Online travel companies advertise the best deals for their clients, but according to the Montana Department of Revenue those aren't the best deals for the state.

Attorneys representing the DOR and travel booking websites made their final arguments before the Montana Supreme Court on Friday, as the jurists made their annual visit to the University of Montana campus.

The Revenue Department says transactions between customers and online travel companies, like Priceline and Orbitz, have cost the state of Montana millions of dollars in taxes. 

"A million travelers have come to this state without getting the transparency the law requires," John Crongeyer argued for the DOR. "The money belongs to the state." 

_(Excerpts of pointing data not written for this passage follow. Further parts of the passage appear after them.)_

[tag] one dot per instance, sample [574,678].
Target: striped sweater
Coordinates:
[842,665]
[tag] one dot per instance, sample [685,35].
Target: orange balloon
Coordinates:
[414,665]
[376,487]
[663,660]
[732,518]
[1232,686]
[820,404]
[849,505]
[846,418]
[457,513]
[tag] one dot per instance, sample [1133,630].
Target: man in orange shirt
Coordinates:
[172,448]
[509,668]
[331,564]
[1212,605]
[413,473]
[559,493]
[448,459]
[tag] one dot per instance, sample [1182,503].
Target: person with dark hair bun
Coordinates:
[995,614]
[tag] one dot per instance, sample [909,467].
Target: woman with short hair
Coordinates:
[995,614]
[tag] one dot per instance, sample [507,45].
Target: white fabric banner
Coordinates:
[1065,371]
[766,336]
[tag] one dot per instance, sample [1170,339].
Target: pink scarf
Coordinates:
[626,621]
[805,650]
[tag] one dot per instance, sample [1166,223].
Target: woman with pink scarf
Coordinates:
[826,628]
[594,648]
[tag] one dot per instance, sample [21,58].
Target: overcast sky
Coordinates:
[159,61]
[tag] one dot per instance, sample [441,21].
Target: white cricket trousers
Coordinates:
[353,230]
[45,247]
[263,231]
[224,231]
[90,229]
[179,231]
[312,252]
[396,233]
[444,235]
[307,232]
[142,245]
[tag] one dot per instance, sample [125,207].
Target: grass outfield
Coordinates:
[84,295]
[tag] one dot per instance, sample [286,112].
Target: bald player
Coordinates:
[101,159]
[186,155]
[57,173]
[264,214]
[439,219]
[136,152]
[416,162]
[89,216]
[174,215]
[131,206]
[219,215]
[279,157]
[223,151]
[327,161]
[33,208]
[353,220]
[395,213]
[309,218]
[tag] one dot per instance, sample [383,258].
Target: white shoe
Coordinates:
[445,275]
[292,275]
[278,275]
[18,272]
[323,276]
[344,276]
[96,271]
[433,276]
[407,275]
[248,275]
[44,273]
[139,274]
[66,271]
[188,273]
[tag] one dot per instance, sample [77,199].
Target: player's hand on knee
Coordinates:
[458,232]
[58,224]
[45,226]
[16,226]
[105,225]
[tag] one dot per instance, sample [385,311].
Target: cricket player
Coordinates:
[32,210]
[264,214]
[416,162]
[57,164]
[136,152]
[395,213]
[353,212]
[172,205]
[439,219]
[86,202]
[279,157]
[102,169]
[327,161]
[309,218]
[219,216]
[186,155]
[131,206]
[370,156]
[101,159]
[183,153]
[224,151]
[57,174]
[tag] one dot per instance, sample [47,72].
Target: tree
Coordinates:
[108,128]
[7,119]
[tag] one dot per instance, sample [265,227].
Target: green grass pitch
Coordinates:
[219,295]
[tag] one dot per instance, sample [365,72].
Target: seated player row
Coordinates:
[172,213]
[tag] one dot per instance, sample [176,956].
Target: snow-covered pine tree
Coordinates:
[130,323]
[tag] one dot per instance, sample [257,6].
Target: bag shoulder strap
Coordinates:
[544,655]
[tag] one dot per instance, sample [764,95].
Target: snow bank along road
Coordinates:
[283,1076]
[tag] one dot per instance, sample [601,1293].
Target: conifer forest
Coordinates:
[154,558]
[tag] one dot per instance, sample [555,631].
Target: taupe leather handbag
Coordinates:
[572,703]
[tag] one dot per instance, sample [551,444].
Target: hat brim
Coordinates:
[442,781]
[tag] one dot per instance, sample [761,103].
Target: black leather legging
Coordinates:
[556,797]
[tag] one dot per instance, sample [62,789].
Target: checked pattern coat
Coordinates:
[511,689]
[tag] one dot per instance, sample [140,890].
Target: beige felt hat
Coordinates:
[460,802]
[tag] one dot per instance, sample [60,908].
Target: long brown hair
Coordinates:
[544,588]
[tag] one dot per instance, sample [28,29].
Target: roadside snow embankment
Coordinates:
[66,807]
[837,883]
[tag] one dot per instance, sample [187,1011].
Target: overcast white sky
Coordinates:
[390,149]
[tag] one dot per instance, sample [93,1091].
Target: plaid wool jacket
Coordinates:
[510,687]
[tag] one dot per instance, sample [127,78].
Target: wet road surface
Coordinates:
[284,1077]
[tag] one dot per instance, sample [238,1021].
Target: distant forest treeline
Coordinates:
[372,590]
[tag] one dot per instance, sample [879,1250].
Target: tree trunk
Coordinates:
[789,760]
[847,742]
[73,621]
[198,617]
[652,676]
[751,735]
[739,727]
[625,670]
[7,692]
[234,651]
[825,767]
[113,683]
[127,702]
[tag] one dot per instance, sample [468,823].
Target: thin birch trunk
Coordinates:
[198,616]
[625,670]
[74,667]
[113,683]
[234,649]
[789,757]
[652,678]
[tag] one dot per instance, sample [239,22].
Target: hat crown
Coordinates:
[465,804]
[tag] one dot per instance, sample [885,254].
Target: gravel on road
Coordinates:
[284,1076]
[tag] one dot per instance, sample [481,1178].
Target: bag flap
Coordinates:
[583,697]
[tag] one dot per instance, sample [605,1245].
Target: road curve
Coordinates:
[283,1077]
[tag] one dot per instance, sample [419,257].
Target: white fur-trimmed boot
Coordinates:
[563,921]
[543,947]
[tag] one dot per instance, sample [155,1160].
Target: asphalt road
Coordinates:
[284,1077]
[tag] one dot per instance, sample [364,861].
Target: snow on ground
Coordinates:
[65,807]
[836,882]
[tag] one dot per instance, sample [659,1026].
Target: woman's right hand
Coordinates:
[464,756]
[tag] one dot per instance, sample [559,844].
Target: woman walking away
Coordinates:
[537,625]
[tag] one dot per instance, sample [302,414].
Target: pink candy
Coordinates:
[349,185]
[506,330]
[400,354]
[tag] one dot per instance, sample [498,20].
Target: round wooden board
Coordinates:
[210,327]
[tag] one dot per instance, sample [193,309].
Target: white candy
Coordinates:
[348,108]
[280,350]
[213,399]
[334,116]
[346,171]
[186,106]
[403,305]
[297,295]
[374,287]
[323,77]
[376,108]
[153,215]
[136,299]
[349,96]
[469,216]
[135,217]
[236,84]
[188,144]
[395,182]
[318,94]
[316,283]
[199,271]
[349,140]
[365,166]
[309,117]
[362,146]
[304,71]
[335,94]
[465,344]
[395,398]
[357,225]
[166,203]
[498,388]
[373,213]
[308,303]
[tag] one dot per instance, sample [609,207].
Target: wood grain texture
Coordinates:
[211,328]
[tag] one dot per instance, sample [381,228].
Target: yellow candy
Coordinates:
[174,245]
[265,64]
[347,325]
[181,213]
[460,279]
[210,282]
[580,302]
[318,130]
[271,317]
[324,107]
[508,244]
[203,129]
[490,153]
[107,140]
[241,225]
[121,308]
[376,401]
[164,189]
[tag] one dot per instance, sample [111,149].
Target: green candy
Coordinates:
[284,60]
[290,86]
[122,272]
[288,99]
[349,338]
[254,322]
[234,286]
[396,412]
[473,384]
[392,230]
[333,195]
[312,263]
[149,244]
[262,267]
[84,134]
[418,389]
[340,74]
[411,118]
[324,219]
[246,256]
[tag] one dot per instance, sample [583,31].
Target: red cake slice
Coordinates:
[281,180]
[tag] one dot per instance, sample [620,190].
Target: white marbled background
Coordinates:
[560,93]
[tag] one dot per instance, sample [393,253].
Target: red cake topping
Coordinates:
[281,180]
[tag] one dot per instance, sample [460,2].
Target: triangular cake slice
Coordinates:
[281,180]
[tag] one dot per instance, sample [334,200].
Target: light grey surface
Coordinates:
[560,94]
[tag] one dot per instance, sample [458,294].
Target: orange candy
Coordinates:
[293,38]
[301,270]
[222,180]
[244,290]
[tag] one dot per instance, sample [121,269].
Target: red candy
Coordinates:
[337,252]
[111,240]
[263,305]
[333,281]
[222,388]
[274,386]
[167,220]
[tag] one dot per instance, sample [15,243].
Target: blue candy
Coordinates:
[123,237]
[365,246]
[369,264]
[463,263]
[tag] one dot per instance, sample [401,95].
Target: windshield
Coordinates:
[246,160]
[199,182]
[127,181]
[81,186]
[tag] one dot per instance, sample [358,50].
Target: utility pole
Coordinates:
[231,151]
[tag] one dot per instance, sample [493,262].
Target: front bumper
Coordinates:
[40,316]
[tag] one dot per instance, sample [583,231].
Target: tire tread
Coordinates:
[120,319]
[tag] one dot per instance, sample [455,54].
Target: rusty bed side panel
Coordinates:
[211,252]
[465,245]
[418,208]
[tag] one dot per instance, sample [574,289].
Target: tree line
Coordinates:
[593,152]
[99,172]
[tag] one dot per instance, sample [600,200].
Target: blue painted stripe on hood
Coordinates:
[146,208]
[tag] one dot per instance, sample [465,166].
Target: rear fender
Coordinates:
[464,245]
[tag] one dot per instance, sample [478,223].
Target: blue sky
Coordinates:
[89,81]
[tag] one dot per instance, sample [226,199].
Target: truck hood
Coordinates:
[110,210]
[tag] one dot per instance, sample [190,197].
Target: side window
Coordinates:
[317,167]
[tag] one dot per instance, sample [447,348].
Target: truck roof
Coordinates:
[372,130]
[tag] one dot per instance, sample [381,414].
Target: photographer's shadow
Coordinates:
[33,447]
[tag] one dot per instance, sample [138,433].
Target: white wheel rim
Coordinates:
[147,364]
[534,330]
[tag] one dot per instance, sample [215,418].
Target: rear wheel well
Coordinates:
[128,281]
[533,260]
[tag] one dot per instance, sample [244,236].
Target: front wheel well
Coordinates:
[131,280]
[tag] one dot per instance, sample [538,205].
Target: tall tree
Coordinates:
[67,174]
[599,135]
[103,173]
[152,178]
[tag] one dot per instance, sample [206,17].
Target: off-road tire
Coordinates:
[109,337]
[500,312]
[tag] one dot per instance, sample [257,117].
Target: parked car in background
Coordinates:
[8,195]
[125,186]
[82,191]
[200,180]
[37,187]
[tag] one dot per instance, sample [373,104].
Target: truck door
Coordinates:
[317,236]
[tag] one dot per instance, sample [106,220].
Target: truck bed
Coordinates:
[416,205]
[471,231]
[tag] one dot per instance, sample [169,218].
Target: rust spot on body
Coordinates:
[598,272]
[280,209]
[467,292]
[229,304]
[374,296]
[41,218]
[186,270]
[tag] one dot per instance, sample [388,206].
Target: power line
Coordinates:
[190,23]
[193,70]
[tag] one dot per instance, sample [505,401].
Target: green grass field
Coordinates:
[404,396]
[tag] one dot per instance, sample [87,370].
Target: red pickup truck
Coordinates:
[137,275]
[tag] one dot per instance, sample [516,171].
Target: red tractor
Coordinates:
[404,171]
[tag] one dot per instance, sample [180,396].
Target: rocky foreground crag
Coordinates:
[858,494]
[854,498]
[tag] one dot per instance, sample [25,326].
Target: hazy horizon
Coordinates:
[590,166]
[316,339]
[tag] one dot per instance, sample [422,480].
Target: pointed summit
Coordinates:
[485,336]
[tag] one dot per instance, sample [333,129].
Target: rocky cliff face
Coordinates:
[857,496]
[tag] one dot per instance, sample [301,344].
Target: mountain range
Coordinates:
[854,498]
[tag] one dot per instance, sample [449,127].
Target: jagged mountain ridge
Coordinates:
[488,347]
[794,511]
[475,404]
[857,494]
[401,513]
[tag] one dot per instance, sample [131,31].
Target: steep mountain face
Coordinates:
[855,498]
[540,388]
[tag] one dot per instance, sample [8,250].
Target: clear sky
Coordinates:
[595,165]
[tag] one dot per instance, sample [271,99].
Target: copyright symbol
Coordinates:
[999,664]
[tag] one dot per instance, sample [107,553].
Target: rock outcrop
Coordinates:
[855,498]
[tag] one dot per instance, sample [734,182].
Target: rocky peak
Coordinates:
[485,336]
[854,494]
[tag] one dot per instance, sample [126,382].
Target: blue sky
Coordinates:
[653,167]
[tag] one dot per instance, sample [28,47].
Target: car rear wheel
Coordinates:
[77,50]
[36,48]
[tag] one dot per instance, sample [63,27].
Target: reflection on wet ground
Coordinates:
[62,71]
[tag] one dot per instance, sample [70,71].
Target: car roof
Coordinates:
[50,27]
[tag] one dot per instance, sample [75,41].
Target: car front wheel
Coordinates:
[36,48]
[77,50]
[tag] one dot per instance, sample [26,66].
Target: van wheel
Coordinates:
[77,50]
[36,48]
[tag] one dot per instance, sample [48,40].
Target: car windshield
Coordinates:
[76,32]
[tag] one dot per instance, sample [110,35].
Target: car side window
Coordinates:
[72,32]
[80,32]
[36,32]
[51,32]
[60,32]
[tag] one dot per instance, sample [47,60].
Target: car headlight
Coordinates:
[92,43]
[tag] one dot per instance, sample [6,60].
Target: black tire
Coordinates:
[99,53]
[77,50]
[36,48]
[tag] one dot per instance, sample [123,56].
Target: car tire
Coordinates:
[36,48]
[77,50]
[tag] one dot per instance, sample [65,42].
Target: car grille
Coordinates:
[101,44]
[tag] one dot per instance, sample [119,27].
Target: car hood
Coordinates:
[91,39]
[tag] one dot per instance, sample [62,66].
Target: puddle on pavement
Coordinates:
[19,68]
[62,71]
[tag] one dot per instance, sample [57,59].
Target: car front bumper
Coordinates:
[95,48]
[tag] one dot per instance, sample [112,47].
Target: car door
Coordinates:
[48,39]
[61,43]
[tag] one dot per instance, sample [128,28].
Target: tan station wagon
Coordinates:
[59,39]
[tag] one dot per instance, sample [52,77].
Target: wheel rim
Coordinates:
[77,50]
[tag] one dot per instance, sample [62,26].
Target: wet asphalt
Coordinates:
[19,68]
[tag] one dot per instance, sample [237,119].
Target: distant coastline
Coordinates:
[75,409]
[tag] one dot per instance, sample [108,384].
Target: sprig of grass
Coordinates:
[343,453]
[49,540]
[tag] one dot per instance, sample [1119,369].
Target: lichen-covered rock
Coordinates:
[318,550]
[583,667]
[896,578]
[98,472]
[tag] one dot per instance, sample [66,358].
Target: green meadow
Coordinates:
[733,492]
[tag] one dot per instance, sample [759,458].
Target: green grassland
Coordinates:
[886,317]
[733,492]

The issue hinges on whether online companies should pay taxes on the money they collect by booking hotel rooms in Montana.

Currently, when a customer makes a hotel reservation online, the online company takes a fee for the transaction, but doesn't pay state taxes. The Montana hotel then pays taxes on the wholesale value of the reservation.

"When you boil it all down, their argument amounts to this proposition: They are arguing that is not engaged in the business of selling and renting hotel rooms," Crongeyer said. "I would ask you to think about that." 

When Helena-based attorney Mike Green, who represents the online companies, began his arguments, he told the seven Supreme Court justices that the Revenue Department was attempting to change existing Montana statutes through the courts after the Legislature "expressly denied" their proposed measures in 2007.    

"I urge you to reject the DOR's attempt to smear the (online travel companies') business model," Green said. "They are successful. They provide a valuable service to travelers around the country and around the world, in fact, and the fact that their model may result in a slightly lower tax revenue on a particular transaction in Montana, simply can't drive tax policies that this Legislature has already set." 

A Lewis and Clark District Court judge initially ruled in favor of the online companies, but the DOR appealed the case to the Montana Supreme Court last year.

After hearing the attorneys' final arguments Friday, the justices will make their decision on the case in the upcoming weeks.  

UM's law school hosted the final arguments in celebration of "law week," said Pippa Browde, a professor who specializes in federal tax law. 

She said over 70 other jurisdictions have engaged in similar suits against online travel companies with varying outcomes. Wyoming, for example, just ruled in favor of the state's revenue department.  

She said comparing this case to other cases in the country is comparing "apples to oranges." Because Montana has such a unique tax system, it's impossible to guess what the Supreme Court's decision would be, she explained.